With the exception of the Commonwealth of Massachusetts, the other states permitted qualified veterans and/or their dependents to receive bounty lands from both the federal and the respective state governments. Accordingly, there may be relevant bounty land files for soldiers in the Continental Line at both the federal and state levels. While New York made some adjustments, double dipping was the norm in the other states.
Following the American victory at Yorktown in 1781, the various governments sought to implement their bounty land programs. The delay in establishing a governmental agency to fulfill the bounty land pledge holds dual benefits genealogically. Firstly, it increases the likelihood of the survival of a paper trail for proving Revolutionary War participation for many individuals who may not be mentioned in any other record. Secondly, because the benefits were still being processed as late as the 1870s in some jurisdictions, there may be a wealth of information pertaining to heirs in bounty land files. Not only do the records locate the veteran in time and place him in a given locality during the Revolutionary War, they also do so for him and/or his dependents in the years following independence when internal migrations within the nation complicate the identification of specific individuals in their various removals.
The appearance of an individual or family in the west after 1783 offers considerable challenge in learning the former domicile or in establishing filiation. A master index to the bounty land grants of the relevant state governments seemed to offer expeditious access to the records holding the potential solution to such a dilemma. While access to the federal records has long since been available in a master index, and while many localities have been treated individually by others works of varying quality, the absence of an overall index has impeded effective use of these significant records.
Lloyd Dewitt Bockstruck, a native of Vandalia, Illinois, is the supervisor of the Genealogy Section of the Dallas Public Library, Dallas, Texas. He holds an A.B. cum laude from Greenville College, an M.A. from Southern Illinois University, and an M.S. from the University of Illinois.
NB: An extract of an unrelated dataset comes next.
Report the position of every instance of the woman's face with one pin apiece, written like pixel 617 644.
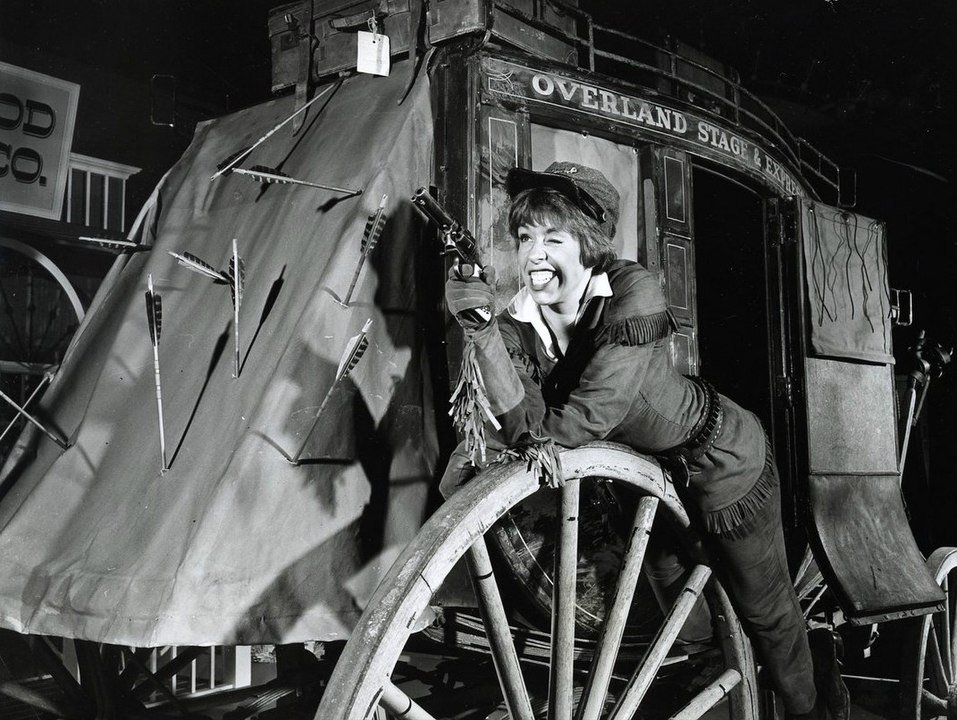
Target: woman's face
pixel 550 261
Active in numerous hereditary organizations, he has been the Librarian General of the National Society Sons of the American Revolution and the Registrar of both the Order of Americans of Armorial Ancestry and the Order of Founders and Patriots of America. A sought-after public speaker on a number of topics, Mr. Bockstruck is widely recognized as one of our leading authorities on the genealogical sources of the American Revolution. In 1983 the National Genealogical Society recognized him with its Award of Merit and in 1989 the Daughters of the American Revolution gave him the History Award. His other publications include Virginia's Colonial Soldiers and Revolutionary War Bounty Land Grants.